Table 3 presents the associations between FPG levels and adjusted risks of all-cause dementia and its subtypes. The age- and sex-adjusted incidences and HRs of all-cause dementia and any of the dementia subtypes did not differ among FPG levels. This tendency was unchanged even in the multivariate analysis. Conversely, as shown in table 4, the age- and sex-adjusted incidences and HRs of all-cause dementia, AD, and VaD significantly increased with rising 2-hour PG levels. Compared with those with 2-hour PG levels of <6.7 mmol/L, the age- and sex-adjusted incidences and HRs of all-cause dementia, AD, and VaD were marginally or significantly higher in subjects with 2-hour PG levels of 7.8 to 11.0 mmol/L and significantly higher in subjects with 2-hour PG levels of ≥11.1 mmol/L. These associations remained robust even after multivariable adjustment; the risks of all-cause dementia and AD were significantly increased in subjects with 2-hour PG levels of 7.8 to 11.0 mmol/L and over, and the risk of VaD was significantly higher in those with 2-hour PG levels of ≥11.1 mmol/L.

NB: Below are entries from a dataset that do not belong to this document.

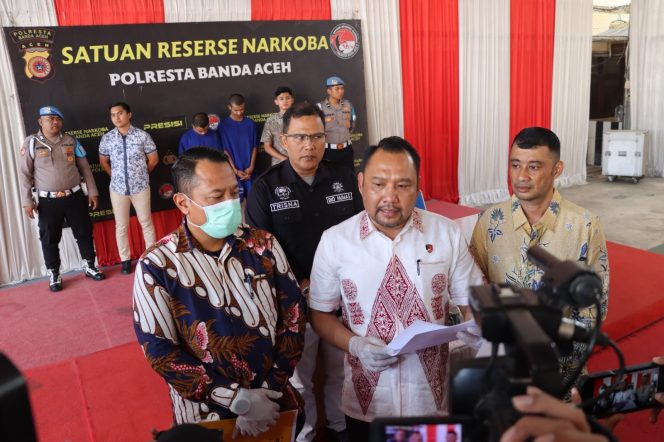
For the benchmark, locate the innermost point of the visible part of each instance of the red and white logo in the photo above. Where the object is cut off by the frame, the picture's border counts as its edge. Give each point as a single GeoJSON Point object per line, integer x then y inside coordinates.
{"type": "Point", "coordinates": [344, 41]}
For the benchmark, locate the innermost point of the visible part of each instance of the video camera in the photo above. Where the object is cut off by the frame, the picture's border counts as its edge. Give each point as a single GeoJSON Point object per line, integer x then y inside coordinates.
{"type": "Point", "coordinates": [534, 332]}
{"type": "Point", "coordinates": [532, 327]}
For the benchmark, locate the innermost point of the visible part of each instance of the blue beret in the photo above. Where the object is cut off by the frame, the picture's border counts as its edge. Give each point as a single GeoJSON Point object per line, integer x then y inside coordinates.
{"type": "Point", "coordinates": [334, 81]}
{"type": "Point", "coordinates": [50, 110]}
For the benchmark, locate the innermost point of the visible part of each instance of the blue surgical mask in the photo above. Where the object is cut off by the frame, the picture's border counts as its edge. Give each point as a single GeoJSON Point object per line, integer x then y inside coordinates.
{"type": "Point", "coordinates": [222, 219]}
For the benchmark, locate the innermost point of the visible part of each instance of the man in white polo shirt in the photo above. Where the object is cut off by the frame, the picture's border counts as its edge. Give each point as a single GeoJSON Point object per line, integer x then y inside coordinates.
{"type": "Point", "coordinates": [387, 267]}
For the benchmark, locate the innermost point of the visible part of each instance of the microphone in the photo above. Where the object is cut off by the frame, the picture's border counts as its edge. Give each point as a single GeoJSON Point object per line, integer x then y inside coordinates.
{"type": "Point", "coordinates": [573, 283]}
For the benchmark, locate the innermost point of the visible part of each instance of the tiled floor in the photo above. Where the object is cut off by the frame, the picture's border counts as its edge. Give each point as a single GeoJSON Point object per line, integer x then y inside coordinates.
{"type": "Point", "coordinates": [632, 214]}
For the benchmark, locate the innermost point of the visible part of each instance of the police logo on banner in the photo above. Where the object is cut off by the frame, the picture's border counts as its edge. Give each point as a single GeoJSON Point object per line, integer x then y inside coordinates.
{"type": "Point", "coordinates": [282, 192]}
{"type": "Point", "coordinates": [36, 45]}
{"type": "Point", "coordinates": [344, 41]}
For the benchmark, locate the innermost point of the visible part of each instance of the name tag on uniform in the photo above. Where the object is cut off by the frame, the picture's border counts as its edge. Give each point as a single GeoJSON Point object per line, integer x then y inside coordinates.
{"type": "Point", "coordinates": [348, 196]}
{"type": "Point", "coordinates": [276, 207]}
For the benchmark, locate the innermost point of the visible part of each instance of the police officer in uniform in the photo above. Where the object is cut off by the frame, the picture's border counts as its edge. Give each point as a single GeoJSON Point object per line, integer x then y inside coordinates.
{"type": "Point", "coordinates": [297, 200]}
{"type": "Point", "coordinates": [53, 163]}
{"type": "Point", "coordinates": [339, 123]}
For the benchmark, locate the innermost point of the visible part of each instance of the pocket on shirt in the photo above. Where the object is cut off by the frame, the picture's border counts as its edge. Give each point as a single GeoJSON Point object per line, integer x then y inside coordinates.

Sensitivity analysis in which only definite cases of dementia determined by brain autopsy were used as event cases did not make any material difference in these findings, except with respect to VaD, for which the significant association disappeared, probably due to the few event cases (table 5). When only clinical diagnoses were used for cases with both clinical and neuropathologic diagnoses, the findings were substantially unchanged, though the HRs became slightly lower probably due to the decreased accuracy of diagnosis (tables e-1, e-2, and e-3).